Héctor Abad Faciolince: la nube de ceniza ni siquiera ha oscurecido el cielo de Europa

Por Héctor Abad Faciolince | 20 de abril, 2010

Todo parece tan tranquilo, tan azul, tan perfecto en esta primavera. Las ciudades siguen funcionando como un relojito, limpias y eficientes. Y sin embargo la mayoría de los aeropuertos del continente están cerrados, de rodillas ante un volcán que no sale en los mapas y que hasta ayer no tenía ni siquiera nombre para casi nadie, escondido como ha estado durante milenios debajo de los glaciares de uno de los más remotos países del mundo: Islandia. Las nubes de ceniza no respetan las fronteras.

Un piloto me explica los efectos de la ceniza volcánica en el aire: esas partículas finas suspendidas en la atmósfera, ante todo, son como un esmeril en los cristales del parabrisas delantero del avión. El vidrio queda opaco y los pilotos vuelan a ciegas; además, si la nube es densa, el polvillo de carbón y de cristales diminutos se mete en las turbinas, se funde con el calor de los motores, y puede bloquear su mecanismo. Más todavía, el fuselaje se lija y puede ponerse al rojo vivo por el roce; las articulaciones que mueven los flaps y las aletas, erosionadas por el polvo, dejan de funcionar. Se puede volar en el aire, pero no en el aire con ceniza.

Leo que al lado de este volcán hay otro más grande, el Katla, que ya causó estragos hace más de 200 años, en 1783. El año siguiente, a causa de la nube de cenizas, hubo uno de los inviernos más crudos que se hayan registrado en la historia de Europa, ocasionando hambrunas y protestas en la población. Según los vulcanólogos, cuando el Eyjafjall (así se llama el que está arrojando cenizas) se activa, el Katla se suele poner también en movimiento. No poder tomar un vuelo de avión es apenas una molestia, pero tratemos de imaginar una escalada de problemas de este tipo.

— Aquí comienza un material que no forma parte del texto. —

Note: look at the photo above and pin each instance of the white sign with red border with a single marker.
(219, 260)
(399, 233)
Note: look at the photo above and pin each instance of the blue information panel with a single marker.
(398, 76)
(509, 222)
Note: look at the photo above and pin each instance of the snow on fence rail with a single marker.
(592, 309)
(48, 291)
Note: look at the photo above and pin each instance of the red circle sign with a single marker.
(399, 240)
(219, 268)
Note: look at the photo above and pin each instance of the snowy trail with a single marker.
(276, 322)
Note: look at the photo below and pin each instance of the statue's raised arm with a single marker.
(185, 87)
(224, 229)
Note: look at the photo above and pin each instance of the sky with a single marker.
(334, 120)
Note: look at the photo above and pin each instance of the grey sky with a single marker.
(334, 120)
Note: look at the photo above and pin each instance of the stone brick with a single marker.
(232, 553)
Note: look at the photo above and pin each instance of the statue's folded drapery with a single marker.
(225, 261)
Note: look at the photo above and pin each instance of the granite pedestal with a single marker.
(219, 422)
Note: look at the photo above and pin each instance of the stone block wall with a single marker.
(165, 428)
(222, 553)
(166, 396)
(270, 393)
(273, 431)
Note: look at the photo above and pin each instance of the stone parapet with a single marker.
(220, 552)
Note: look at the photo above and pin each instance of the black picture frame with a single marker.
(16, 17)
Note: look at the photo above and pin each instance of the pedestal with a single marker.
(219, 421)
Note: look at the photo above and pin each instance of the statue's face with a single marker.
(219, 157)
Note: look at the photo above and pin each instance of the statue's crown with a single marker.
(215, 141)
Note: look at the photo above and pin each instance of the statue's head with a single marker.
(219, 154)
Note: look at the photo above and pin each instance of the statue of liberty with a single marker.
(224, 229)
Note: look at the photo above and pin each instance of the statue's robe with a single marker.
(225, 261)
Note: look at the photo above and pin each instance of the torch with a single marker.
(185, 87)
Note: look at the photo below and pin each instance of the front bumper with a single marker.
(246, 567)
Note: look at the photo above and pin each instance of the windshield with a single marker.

Desde el terremoto de Haití, y más después, con los de Chile y China, me vengo despertando con pesadillas de fin del mundo. En realidad no es ni siquiera el fin del mundo por completo, sino el fin del mundo tal como lo conocemos. Dejemos de lado la caída catastrófica de un gran meteorito. Si se combinan terremotos con erupciones volcánicas, y las dos cosas pueden ir juntas, es posible llegar, en pocos días, a un escenario de ausencia total de energía eléctrica. Los técnicos de una hidroeléctrica pueden morir en un terremoto, o dedicarse a buscar a sus hijos, en vez de hacer funcionar las grandes turbinas o los reactores nucleares que las alimentan. Cuando se va la luz, de repente, se acaba internet, cesan las transmisiones de radio y televisión, dejan de funcionar los teléfonos fijos y los celulares.

De un momento a otro, si uno no vive en la misma ciudad de sus hijos, padres o hermanos, se pierde por completo el contacto con ellos. No sabemos si en otros sitios de la Tierra la catástrofe es igual, peor o quizá inexistente. No sabemos si están bien o están mal. El mundo ya no funciona igual, el sálvese quien pueda es la ley, hay saqueos, asaltos, motines para aprovisionarse de los últimos víveres disponibles en los grandes almacenes. Los periódicos no salen. La gasolina ya no puede bombearse y no es posible ir en carro ni en bus a ningún lado. Las ciudades son dominadas por los más fuertes y los más violentos.

Los terremotos, las cenizas que impiden volar a los aviones, los largos cortes de electricidad, la total ausencia de información. Eso es lo peor: no saber nada, no entender lo que pasa. Ni siquiera es culpa de los hombres. Ni los terremotos ni las erupciones se deben a que contaminemos el aire o a que talemos la selva. Las catástrofes son una especie de respiración natural de la Tierra, de un universo que no está diseñado para la vida. Ni el mundo ni nosotros somos eternos, pero rara vez nos damos cuenta de esto con tanta nitidez.

No me gustan estos despertares apocalípticos, negros como una película de terror, como un libro ficticio de mundos oscuros e incomprensibles. No me gustan, pero esto no hace que sean imposibles, ni que no den miedo, ni que no debamos pensar en que cada día, todos los días, estamos siempre a punto de despedirnos.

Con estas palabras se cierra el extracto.